Jessica Hische · Letterer and Illustrator

Intermediate92 min
Logotype Masterclass with Jessica Hische thumbnail

Learn Jessica Hische's own logotype critique checklist through real client rebrands like MailChimp and Jeni's.

What you will learn

  • A repeatable checklist for auditing logotypes: letter style, baseline, spacing, width, height, weight, stroke angle, pen influence, ascenders/descenders, ligatures and ornaments
  • How to evaluate big-picture issues first (hierarchy, sensitivity, overall shape, legibility) before diving into letterform details
  • How to diagnose specific letterform problems using real logos (MailChimp's tight kerning and gaping C, EatingWell's leaning g, Southern Living's contrast)
  • How to sketch and vectorize a logo refresh and make small-scale optical adjustments in Illustrator
  • How to talk clients through a rebrand critique and justify typographic decisions

Standout ideas

  • The 'read at the volume it's typeset' trick for spotting hierarchy problems: whisper small words, shout large ones
  • Overshoot on rounded letterforms (O, C) needs to extend slightly past the cap height and baseline or it reads as optically smaller than straight-sided letters
  • Judging pen influence, i.e. checking whether every letterform's marks are physically possible from the same nib or brush, as a way to argue against arbitrary client change requests

Best for: Intermediate-level letterers and graphic designers who already draw or set type and want a structured method for critiquing and refining logotypes rather than a beginner introduction to lettering.

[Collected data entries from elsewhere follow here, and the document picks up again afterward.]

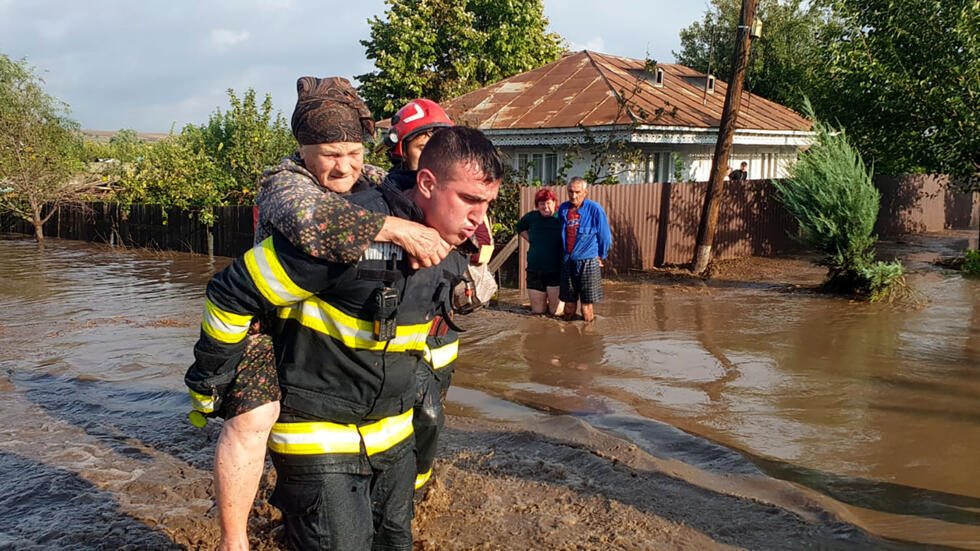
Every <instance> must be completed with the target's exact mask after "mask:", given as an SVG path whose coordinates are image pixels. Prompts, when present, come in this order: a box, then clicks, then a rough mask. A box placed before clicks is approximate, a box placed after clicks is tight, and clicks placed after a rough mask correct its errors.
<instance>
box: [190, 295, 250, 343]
mask: <svg viewBox="0 0 980 551" xmlns="http://www.w3.org/2000/svg"><path fill="white" fill-rule="evenodd" d="M251 322H252V316H248V315H241V314H233V313H231V312H227V311H225V310H222V309H221V308H218V307H217V306H215V305H214V303H213V302H211V300H210V299H205V300H204V318H203V319H202V320H201V329H203V330H204V332H205V333H206V334H208V335H209V336H210V337H211V338H212V339H215V340H218V341H221V342H226V343H231V344H234V343H237V342H241V340H242V339H244V338H245V334H246V333H248V325H249V324H250V323H251Z"/></svg>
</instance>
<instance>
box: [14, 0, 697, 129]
mask: <svg viewBox="0 0 980 551" xmlns="http://www.w3.org/2000/svg"><path fill="white" fill-rule="evenodd" d="M706 9H707V5H706V3H705V2H704V1H703V0H702V1H700V2H697V1H695V2H687V1H679V0H674V1H668V0H602V1H596V0H567V1H560V0H545V2H544V13H545V17H547V18H548V20H549V22H550V24H549V30H551V31H553V32H556V33H558V34H559V35H561V36H562V37H563V38H564V39H565V40H566V42H567V45H568V47H569V49H570V50H582V49H589V50H594V51H597V52H602V53H606V54H612V55H619V56H624V57H632V58H638V59H643V58H644V57H646V56H649V57H651V58H652V59H655V60H657V61H663V62H671V61H673V60H674V56H673V53H672V52H673V51H676V50H679V49H680V40H679V31H680V30H681V29H682V28H684V27H686V26H688V25H690V24H691V23H692V22H694V21H696V20H699V19H700V18H701V17H702V15H703V13H704V12H705V10H706ZM384 12H385V4H384V2H383V0H356V1H345V2H337V1H332V0H321V1H314V0H206V1H199V0H169V1H162V0H140V1H129V0H115V1H109V0H87V1H85V2H79V1H78V0H0V53H3V54H6V55H8V56H9V57H11V58H12V59H22V58H26V59H27V61H28V63H29V64H30V65H32V66H34V67H35V68H36V70H37V72H38V73H39V74H40V75H41V77H42V78H43V79H44V82H45V89H46V90H47V91H48V93H49V94H51V95H52V96H54V97H56V98H58V99H60V100H61V101H64V102H66V103H67V104H68V105H69V106H70V109H71V118H73V119H74V120H76V121H78V122H79V123H80V124H81V126H82V128H85V129H91V130H118V129H121V128H133V129H136V130H138V131H140V132H169V131H170V129H171V128H173V129H175V130H178V131H179V130H180V128H181V127H183V126H184V125H185V124H188V123H192V124H203V123H205V122H207V120H208V116H209V115H210V114H211V113H213V112H214V111H215V110H216V109H219V108H220V109H222V110H225V109H227V107H228V105H229V103H228V97H227V93H226V90H227V89H228V88H232V89H234V90H235V91H236V93H237V94H238V95H239V96H241V94H242V93H243V92H244V91H246V90H247V89H248V88H254V89H255V90H256V92H258V93H259V95H260V97H261V96H263V95H264V94H266V93H269V94H271V95H272V99H273V103H274V104H275V106H276V109H278V110H280V111H281V112H282V113H283V114H284V115H285V116H286V117H287V118H288V117H289V115H290V114H291V113H292V109H293V105H294V103H295V101H296V88H295V83H296V79H297V78H298V77H300V76H305V75H310V76H321V77H324V76H343V77H347V78H349V79H351V80H352V81H353V77H354V76H355V75H359V74H364V73H368V72H370V71H372V70H373V68H374V67H373V65H372V63H371V61H370V60H368V59H367V58H366V57H365V55H364V46H362V45H361V44H360V42H359V41H360V40H366V39H368V38H369V35H370V28H369V26H368V23H367V21H368V19H369V18H372V17H374V16H378V17H381V18H383V17H384ZM354 84H355V86H356V85H357V82H356V81H354Z"/></svg>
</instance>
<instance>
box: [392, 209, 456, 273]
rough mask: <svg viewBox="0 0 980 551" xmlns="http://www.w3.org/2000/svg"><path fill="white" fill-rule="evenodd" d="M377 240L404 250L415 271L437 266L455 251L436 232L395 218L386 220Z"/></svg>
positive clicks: (410, 263) (411, 266)
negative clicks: (384, 241)
mask: <svg viewBox="0 0 980 551" xmlns="http://www.w3.org/2000/svg"><path fill="white" fill-rule="evenodd" d="M375 240H377V241H389V242H391V243H394V244H395V245H398V246H399V247H401V248H402V249H404V250H405V252H406V253H408V256H409V257H410V258H409V259H408V263H409V266H411V267H412V269H413V270H418V269H419V268H427V267H429V266H435V265H436V264H438V263H439V262H441V261H442V259H443V258H446V255H448V254H449V251H451V250H452V249H453V248H452V246H450V245H449V243H446V242H445V241H443V239H442V237H440V236H439V232H437V231H436V230H434V229H432V228H430V227H428V226H423V225H422V224H417V223H415V222H411V221H409V220H404V219H401V218H397V217H394V216H389V217H388V218H386V219H385V223H384V226H382V227H381V231H380V232H378V235H377V236H376V237H375Z"/></svg>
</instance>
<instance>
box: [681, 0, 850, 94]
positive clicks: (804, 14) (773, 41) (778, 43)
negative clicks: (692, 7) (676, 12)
mask: <svg viewBox="0 0 980 551" xmlns="http://www.w3.org/2000/svg"><path fill="white" fill-rule="evenodd" d="M741 5H742V3H741V2H740V1H739V0H711V6H710V7H709V8H708V9H707V10H706V11H705V14H704V20H703V21H695V22H694V23H692V24H691V25H690V26H689V27H687V28H685V29H682V30H681V32H680V38H681V50H680V52H674V58H675V59H676V60H677V63H680V64H681V65H686V66H688V67H691V68H692V69H695V70H697V71H701V72H703V73H711V74H714V75H717V76H718V77H719V78H721V79H722V80H725V81H727V80H730V76H731V67H732V55H733V54H734V51H735V38H736V36H735V35H736V33H735V31H736V28H737V26H738V19H739V14H740V12H741ZM757 17H758V18H759V19H761V20H762V21H763V24H764V25H763V30H762V37H761V38H756V39H753V41H752V53H751V55H750V56H749V63H748V68H747V71H746V75H745V89H746V90H747V91H750V92H752V93H754V94H758V95H760V96H762V97H764V98H766V99H770V100H772V101H775V102H777V103H780V104H782V105H785V106H787V107H790V108H793V109H797V110H800V109H802V108H803V103H802V102H803V96H804V95H813V93H814V91H813V86H814V85H815V84H817V83H820V82H822V81H823V80H825V78H826V77H825V74H826V72H827V68H826V65H825V63H824V61H823V55H824V54H823V44H824V43H825V42H826V41H828V40H829V39H830V38H831V37H835V36H838V35H839V34H840V31H839V29H840V22H839V21H838V20H837V18H835V17H832V16H831V15H830V12H829V11H828V10H827V9H826V8H822V7H819V6H816V5H814V4H813V3H812V2H804V0H761V1H760V3H759V10H758V14H757Z"/></svg>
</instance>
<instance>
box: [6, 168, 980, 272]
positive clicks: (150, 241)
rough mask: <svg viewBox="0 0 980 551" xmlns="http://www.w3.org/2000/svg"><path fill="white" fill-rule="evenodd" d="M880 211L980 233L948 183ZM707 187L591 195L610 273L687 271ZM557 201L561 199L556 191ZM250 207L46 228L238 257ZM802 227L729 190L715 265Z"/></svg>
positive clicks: (23, 228)
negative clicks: (603, 228)
mask: <svg viewBox="0 0 980 551" xmlns="http://www.w3.org/2000/svg"><path fill="white" fill-rule="evenodd" d="M875 183H876V185H877V186H878V188H879V190H880V191H881V195H882V199H881V211H880V212H879V215H878V224H877V227H876V231H877V232H878V234H879V235H881V236H888V235H898V234H905V233H921V232H928V231H940V230H943V229H946V228H967V227H976V226H977V225H978V224H980V194H973V195H968V194H961V193H953V192H951V191H949V189H948V188H947V186H946V183H947V181H946V177H944V176H928V175H907V176H884V177H879V178H876V180H875ZM706 187H707V184H706V183H704V182H701V183H668V184H629V185H613V186H592V187H590V188H589V198H590V199H592V200H594V201H596V202H598V203H599V204H601V205H602V206H603V208H604V209H605V210H606V214H607V215H608V217H609V221H610V224H611V226H612V233H613V246H612V249H611V251H610V257H609V261H608V262H607V263H606V266H607V269H608V270H609V271H612V272H629V271H635V270H648V269H651V268H653V267H659V266H665V265H671V264H685V263H688V262H690V261H691V257H692V256H693V254H694V241H695V237H696V235H697V229H698V221H699V218H700V216H701V208H702V204H703V202H704V193H705V189H706ZM538 189H540V188H536V187H525V188H522V190H521V198H520V208H521V212H527V211H529V210H531V209H532V208H533V205H532V201H533V198H534V193H535V192H536V191H537V190H538ZM556 191H557V194H558V196H559V201H563V200H564V199H565V196H566V193H565V191H564V190H556ZM252 212H253V207H251V206H242V207H215V208H214V215H215V219H216V221H215V224H214V226H213V227H211V228H209V227H208V226H206V225H205V224H203V223H201V222H200V221H198V220H197V219H196V218H195V217H192V216H191V215H190V214H189V213H188V212H186V211H182V210H179V209H169V210H166V211H165V210H164V209H163V208H162V207H160V206H159V205H131V206H129V207H128V208H123V207H121V206H120V205H117V204H114V203H88V204H86V205H85V206H84V208H79V207H63V208H62V209H61V211H60V212H58V213H56V214H55V215H54V216H53V217H52V218H51V220H49V221H48V223H47V224H45V226H44V233H45V235H47V236H51V237H60V238H63V239H77V240H83V241H93V242H102V243H113V244H121V245H125V246H129V247H146V248H155V249H165V250H174V251H183V252H193V253H200V254H208V253H209V252H210V253H213V254H215V255H219V256H231V257H235V256H238V255H240V254H242V253H243V252H244V251H246V250H248V248H249V247H251V246H252V239H253V221H252V220H253V214H252ZM0 232H15V233H25V234H33V233H34V230H33V228H32V227H31V225H30V224H29V223H27V222H25V221H23V220H20V219H17V218H14V217H12V216H10V215H0ZM795 233H796V224H795V222H794V221H793V219H792V217H791V216H789V214H788V213H787V212H786V210H785V209H784V208H783V207H782V205H780V204H779V202H778V201H776V198H775V196H774V191H773V187H772V185H771V184H770V183H769V181H768V180H750V181H748V182H746V183H744V184H743V185H737V186H736V185H727V186H725V195H724V199H723V202H722V208H721V212H720V215H719V220H718V231H717V234H716V237H715V243H714V256H715V258H719V259H727V258H738V257H744V256H753V255H760V256H768V255H773V254H777V253H780V252H786V251H790V250H793V249H794V248H795V247H796V246H797V245H796V243H795V242H794V241H793V239H792V237H791V236H792V235H795ZM526 253H527V244H526V243H524V242H523V240H521V244H520V251H519V253H518V256H519V262H520V263H519V269H518V274H519V277H518V278H517V279H518V280H519V281H520V282H521V285H522V286H523V284H524V278H523V273H524V260H525V257H526Z"/></svg>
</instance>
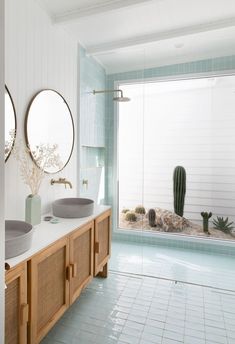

This delivers exactly what the blurb promises: a genuinely detailed, reusable checklist for diagnosing logotype problems, walked through against real, recognizable client logos (MailChimp, Southern Living, EatingWell, Jeni's). The case-study format makes abstract terms like stroke angle or pen influence concrete. Its limitation is that it is a critique and refinement framework, not a from-scratch lettering or Illustrator tutorial, so beginners with no drawing or vector background will get less out of the hands-on segments than intermediate designers already comfortable sketching and vectorizing type.